Bhakti – The Healing Power of Sound

J&d ChantingeditedWhy Chanting Grows on You.

by deAnna Anderson

Bhakti yoga is the yoga of pure devotion. The yoga of love! It is one of the pillars of Jivamukti Yoga and is a fundamental aspect that links together all spiritual traditions. One of the most powerful expressions of Bhakti is chanting mantras and prayers with the elevated intention of transcending into a state of cosmic consciousness…entering an ocean of bliss and tranquility!

At first that may sound like some far out activity that is limited to those in cults or maybe it sounds dry and boring…or maybe you are not comfortable with the sound of your own voice.  In my experience, you have to try a few different styles and find one that really resonates deeply within you.  There are many expressions of Kirtan (ecstatic chanting) and these days there are a lot of really great modern variations such as MC Yogi, Wah!, Manorama, Sean Johnson and Wade Morrissette.  These artists have gained inspiration from traditional guys like Ravi Shankar, who played with The Beatles back in the 60′s.  Krishna Das, Jai Uttal and Bhagavan Das really brought chanting into its current popularity with their folk and rock influences.  Mike D. from the Beastie Boys even played with Bhagavan Das on the album Now! and accompanied my guru, Sharon Gannon, on a few tracks such as SATTVAM for her album neti-neti and Reverend Run from Run DMC rapped with her on the same album on the track “Sound is God”.

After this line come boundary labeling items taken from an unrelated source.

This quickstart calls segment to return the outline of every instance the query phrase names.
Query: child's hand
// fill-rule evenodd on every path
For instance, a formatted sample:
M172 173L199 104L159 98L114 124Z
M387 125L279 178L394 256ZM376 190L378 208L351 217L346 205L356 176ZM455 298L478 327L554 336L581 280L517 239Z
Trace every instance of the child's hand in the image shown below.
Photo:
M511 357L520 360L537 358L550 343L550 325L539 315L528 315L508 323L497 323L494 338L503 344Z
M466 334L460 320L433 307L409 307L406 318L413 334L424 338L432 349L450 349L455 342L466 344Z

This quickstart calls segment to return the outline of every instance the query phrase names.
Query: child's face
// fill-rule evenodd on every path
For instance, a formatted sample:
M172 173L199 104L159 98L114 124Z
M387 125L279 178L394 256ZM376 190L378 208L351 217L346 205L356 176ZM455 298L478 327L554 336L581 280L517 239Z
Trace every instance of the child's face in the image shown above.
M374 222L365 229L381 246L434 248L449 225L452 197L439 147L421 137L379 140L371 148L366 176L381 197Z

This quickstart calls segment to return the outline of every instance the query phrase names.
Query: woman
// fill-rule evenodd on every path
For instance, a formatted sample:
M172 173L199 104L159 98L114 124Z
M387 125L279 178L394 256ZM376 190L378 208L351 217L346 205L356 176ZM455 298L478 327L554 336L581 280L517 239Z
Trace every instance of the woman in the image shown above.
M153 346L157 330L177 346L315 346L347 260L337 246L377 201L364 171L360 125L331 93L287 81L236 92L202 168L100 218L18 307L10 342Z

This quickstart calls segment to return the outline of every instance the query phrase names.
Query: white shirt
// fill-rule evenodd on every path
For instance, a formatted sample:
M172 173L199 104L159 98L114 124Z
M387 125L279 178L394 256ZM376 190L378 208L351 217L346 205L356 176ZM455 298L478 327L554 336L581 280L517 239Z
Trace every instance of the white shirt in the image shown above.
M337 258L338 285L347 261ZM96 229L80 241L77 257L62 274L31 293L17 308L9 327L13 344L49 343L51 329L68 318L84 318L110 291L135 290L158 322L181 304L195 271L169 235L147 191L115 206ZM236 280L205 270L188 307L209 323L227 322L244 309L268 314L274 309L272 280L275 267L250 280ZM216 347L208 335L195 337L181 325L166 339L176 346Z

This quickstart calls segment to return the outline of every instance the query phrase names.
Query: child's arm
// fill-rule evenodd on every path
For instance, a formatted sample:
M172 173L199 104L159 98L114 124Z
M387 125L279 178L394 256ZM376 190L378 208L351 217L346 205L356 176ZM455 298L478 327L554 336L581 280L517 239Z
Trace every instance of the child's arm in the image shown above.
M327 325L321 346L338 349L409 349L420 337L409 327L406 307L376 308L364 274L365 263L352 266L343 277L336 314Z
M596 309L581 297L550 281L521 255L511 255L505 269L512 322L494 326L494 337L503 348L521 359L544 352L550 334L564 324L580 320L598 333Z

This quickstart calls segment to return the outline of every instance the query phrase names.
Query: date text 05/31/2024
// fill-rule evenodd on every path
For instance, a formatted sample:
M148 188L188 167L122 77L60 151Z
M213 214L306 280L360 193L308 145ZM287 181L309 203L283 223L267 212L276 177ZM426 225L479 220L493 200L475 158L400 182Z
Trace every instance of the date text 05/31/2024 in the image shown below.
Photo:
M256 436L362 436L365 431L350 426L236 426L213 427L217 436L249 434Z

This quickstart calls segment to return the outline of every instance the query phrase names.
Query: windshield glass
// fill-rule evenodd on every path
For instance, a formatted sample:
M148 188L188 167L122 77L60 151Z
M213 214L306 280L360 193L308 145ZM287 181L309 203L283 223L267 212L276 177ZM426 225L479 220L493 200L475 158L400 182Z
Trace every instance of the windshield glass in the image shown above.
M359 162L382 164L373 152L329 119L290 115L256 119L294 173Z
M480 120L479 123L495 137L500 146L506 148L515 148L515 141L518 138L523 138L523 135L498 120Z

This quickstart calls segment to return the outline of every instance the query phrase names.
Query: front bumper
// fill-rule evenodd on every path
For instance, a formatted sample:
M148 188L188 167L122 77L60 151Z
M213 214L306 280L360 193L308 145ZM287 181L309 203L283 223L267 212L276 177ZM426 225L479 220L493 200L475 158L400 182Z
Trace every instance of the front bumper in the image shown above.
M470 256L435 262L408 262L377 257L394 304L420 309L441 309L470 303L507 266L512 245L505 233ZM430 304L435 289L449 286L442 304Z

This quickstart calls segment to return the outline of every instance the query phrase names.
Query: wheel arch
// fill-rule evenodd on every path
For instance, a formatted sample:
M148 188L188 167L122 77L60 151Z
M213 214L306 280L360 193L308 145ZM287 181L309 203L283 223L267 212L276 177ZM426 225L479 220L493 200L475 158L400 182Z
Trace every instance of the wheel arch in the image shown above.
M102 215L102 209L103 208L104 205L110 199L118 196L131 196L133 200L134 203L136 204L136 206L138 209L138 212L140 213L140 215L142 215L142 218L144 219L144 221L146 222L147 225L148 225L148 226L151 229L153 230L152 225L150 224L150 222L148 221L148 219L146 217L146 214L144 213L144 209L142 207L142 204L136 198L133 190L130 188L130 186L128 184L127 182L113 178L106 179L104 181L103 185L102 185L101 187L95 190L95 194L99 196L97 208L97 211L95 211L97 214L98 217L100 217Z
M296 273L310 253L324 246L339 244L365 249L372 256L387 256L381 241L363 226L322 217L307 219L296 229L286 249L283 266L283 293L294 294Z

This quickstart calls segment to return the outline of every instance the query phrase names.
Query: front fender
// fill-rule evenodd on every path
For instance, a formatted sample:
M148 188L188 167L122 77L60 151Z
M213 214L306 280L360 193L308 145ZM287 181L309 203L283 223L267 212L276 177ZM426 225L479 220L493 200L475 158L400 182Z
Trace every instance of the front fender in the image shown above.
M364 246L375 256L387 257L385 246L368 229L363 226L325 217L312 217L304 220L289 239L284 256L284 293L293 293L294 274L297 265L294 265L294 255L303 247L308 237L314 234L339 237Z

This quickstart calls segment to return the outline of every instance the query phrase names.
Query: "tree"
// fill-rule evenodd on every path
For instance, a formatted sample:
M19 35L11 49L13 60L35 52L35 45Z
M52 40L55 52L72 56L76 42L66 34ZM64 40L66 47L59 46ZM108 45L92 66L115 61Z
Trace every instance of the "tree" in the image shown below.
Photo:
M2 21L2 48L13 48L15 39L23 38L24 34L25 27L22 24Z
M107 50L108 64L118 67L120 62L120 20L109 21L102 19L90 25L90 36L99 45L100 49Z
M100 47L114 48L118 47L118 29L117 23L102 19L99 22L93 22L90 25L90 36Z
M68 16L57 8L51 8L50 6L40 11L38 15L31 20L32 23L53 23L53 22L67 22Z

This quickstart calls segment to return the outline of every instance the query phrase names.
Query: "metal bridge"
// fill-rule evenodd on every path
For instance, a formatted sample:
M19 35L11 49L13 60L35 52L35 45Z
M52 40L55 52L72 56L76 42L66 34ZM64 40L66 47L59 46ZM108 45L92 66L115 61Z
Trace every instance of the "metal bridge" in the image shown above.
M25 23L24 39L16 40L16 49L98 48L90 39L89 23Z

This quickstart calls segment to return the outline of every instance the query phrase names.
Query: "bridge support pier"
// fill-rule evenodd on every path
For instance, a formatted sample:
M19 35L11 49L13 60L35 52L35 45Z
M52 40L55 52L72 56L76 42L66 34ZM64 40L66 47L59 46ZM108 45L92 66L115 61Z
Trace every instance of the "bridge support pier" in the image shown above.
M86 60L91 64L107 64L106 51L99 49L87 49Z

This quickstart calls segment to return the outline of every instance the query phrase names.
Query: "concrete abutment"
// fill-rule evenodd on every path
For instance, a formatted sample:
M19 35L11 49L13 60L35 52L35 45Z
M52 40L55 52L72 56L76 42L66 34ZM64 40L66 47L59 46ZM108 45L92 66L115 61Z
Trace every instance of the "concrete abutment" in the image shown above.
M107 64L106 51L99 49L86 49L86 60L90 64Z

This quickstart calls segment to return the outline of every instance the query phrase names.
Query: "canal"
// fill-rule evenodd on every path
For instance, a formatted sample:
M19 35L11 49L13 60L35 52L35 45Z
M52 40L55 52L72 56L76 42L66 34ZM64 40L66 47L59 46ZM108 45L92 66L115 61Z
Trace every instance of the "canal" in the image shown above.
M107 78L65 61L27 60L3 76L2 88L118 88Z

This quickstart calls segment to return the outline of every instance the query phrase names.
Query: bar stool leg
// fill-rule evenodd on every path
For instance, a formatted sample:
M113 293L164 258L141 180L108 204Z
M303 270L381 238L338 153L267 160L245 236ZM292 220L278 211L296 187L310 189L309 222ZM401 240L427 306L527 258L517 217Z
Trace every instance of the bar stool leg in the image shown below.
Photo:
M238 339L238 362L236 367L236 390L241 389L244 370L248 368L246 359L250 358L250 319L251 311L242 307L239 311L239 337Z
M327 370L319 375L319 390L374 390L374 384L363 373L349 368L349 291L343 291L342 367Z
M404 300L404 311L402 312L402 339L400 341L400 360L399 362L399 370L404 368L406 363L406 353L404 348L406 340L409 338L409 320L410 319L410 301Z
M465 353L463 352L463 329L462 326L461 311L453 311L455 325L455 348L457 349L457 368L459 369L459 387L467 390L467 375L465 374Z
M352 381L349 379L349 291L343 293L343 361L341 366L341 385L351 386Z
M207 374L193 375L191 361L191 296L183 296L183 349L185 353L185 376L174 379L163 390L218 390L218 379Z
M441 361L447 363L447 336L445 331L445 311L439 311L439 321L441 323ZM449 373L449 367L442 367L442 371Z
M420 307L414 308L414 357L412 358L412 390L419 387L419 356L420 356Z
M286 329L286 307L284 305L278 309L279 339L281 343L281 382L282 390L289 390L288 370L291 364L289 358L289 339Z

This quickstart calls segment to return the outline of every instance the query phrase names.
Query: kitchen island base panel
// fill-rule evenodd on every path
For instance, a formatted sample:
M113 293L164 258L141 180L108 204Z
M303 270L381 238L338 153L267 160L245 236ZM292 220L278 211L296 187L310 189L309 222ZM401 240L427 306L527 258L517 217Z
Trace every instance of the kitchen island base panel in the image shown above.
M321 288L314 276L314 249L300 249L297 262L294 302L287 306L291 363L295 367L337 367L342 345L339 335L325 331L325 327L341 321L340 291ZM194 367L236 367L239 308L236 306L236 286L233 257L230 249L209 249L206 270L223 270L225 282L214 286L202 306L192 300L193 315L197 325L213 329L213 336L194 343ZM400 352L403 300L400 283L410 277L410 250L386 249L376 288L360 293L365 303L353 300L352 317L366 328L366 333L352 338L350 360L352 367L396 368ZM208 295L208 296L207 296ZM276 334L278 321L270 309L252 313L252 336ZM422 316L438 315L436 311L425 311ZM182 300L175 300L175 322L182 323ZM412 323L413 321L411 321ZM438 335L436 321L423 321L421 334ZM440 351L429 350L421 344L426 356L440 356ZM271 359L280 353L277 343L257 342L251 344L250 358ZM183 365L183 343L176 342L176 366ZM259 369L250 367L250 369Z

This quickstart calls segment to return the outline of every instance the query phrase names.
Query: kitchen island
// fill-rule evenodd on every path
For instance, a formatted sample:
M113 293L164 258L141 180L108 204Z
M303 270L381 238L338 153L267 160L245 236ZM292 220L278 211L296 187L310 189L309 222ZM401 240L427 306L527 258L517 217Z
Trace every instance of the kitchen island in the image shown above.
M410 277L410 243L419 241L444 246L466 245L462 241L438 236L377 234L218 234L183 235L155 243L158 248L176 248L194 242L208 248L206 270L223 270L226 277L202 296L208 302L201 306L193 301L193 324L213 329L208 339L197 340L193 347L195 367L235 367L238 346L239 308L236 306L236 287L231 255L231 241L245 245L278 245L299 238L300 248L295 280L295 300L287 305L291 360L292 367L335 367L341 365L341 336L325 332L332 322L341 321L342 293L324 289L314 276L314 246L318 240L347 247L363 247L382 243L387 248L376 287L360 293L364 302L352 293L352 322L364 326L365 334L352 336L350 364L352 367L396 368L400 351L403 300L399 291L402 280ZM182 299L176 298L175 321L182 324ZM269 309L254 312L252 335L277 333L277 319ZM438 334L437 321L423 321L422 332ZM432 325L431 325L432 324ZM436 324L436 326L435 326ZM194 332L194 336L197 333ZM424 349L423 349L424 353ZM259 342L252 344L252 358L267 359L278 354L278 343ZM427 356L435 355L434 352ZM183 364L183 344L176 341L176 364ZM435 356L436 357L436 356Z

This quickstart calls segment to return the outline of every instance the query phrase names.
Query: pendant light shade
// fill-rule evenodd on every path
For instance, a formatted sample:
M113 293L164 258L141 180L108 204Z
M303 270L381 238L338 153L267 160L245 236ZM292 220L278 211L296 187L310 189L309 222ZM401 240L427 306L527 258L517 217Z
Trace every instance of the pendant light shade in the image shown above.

Why would these popular mainstream artists do side projects with Ravi Shankar, Bhagavan Das and Sharon Gannon? Perhaps they experienced something profoundly uplifting when they explored Sanskrit chanting during their yoga practice or spiritual journey…and since they are the sort who are ahead of the curve, they realized the potential of blending the ancient with the modern and wanted to share the gifts they received and pulsations they experienced from these mantras with the rest of the world in a way that felt hip and familiar.

When we chant sacred sounds, a vibration awakens within us and we heal our hearts and sooth our minds and emotions. Sanskrit is a language where sound and meaning unite.  It is a universal language like music or mathematics.  Actually, I feel this beautiful language is like a marriage of music and mathematics.  The ancient rishis or seers, put the same attention to detail in formulating the Sanskrit language that they put into creating mathematics.  You might notice if you ever see Devanagari script written that the alphabet has some very familiar shapes.  While this is fascinating on the intellectual level, the experience is even more amazing. When we chant in Sanskrit, we promote healing of the mind and emotions.  Ultimately, one of the aims of yoga practice is to lift ourselves up out of our thoughts…going beyond the mind and the definitions of how we see things so that we can see the world trough a fresh set of eyes.  We see the world differently and the world sees us differently. We raise our vibrations and thus become a shining light to those around us and the world looks shiny and new to us!

This month’s “Focus of the Month“ from Jivamukti is “Panoramic World“. ( If you get a chance, I highly recommend reading Sharon Gannon’s essay which is linked into the previous sentence.)  Mantra repetition and chanting plant seeds deep in our hearts for strength and faith to grow. Faith is an essential element for yoga practice and it is something that no one else can give you. It is what each of us is made of.  As we cultivate bhav (the mood of one who is intoxicated by love for the Divine), we uproot doubt and confusion and gradually profound shifts begin to occur.

As we chant these mantras and verses silently or aloud, we attract the virtuous qualities of the divine manifestation which we are calling out to and we find a healing outlet for our multi-faceted, tumultuous emotions.

On a scientific level, we are quite literally rewiring our neural nets, uprooting stagnant, negative patterns of thought and expanding positive thoughts.  Now that is something worth investigating.